= Maria Cacao =

Philippine goddess

Maria Cacao is the diwata or mountain goddess associated with Mount Lantoy in Argao, Cebu, Philippines. The Maria Cacao legend is a prominent example of the mountain goddess motif in Philippine mythology; other prominent examples being Maria Makiling of Los Baños and Maria Sinukuan of Mount Arayat.

== Origin ==
The original name of Maria Cacao is unknown as it was not recorded before the Spanish changed her name in a bid to convert the natives to Catholicism. It is widely assumed her name is not indigenous as "cacao" is an imported term that came from Latin America when the Spanish arrived. Additionally, the term "Maria" was added by the Spanish to turn her Catholic in a bid to widen Spanish rule in southern Cebu. Like with Makiling and Sinukuan, it is assumed that Maria Cacao's mythology was present prior to Spanish arrival with minor differences.

== Legend ==
The basic form of the Maria Cacao legend is that whenever rains flood the river that comes from Mount Lantoy, or a bridge is broken, this is a sign that Maria Cacao and her husband Mangao have either traveled down the river in their golden ship so that they can export their crops or traveled up the river on their way back. She is supposed to live inside a cave in the mountain and the cacao plants outside it are supposed to be her plantation.

=== Contemporary variants of the Maria Cacao legend===
One contemporary evolution of the legend is its merger with another common Filipino mythological motif – that of soul-harvesting boats. The new stories suggest that borrowers who fail to pay their loans to the goddess would soon find themselves facing dire consequences, as Maria Cacao's boat comes to take their souls to the next world.

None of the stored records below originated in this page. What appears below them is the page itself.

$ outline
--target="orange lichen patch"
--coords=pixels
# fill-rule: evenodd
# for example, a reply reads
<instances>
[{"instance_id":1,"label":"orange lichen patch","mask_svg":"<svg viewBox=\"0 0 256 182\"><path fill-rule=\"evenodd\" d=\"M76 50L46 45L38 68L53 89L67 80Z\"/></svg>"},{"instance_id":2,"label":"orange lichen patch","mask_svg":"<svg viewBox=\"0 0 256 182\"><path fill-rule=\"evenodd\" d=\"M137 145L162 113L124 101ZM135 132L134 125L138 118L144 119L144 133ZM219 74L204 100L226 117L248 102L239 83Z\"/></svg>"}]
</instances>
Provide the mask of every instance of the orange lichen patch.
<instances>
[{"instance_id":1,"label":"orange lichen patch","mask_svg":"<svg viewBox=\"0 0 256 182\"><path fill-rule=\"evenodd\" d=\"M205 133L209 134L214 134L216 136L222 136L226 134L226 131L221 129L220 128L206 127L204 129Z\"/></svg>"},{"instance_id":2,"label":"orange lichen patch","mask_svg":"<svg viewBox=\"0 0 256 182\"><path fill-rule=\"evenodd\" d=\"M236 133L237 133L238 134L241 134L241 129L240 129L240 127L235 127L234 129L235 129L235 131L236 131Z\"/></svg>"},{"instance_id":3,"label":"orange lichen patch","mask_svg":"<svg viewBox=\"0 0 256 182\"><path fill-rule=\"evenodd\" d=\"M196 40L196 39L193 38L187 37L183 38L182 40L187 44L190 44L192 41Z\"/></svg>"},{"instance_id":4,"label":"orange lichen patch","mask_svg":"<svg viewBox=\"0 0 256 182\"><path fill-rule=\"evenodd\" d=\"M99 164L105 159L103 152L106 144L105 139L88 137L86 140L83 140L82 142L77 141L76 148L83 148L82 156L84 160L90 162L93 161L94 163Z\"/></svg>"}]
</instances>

A very specific variant of this new element of the myth was reported in Cagayan de Oro in the aftermath of Typhoon Sendong (Tropical Storm Washi) when there were reported sightings of a boat with a woman at the helm traveling along the river and offering to pick up passengers. These rumors were accompanied by a warning not to accept invitations to board the boat because the woman was supposedly Maria Cacao "collecting souls for the next world." In his regular newspaper column, anthropologist Michael Tan noted that this "soul harvester" function wasn't part of the prototypical myth and associated the evolution of the myth with the social need to invent stories as a means of coping with disaster, creating a context for the sense of despair and, to some degree, offering a scapegoat for the situation. It is also possible that the legend might have been influenced by Magwayen, the Visayan goddess of the sea and death, as both share some elements (i.e. being aboard a water vessel, being female goddesses who bless people with bounty).

== Interpretations and cultural significance ==
While the story is obviously mythical in nature and a colonial invention, it is cited as evidence of how long the production of tableya has been going on in the area. Tableya is Cebuano (from Spanish tablilla) for round, unsweetened chocolate tablets made from cacao beans. It is a crucial ingredient in the Filipino delicacies sikwate (hot chocolate) and champorado.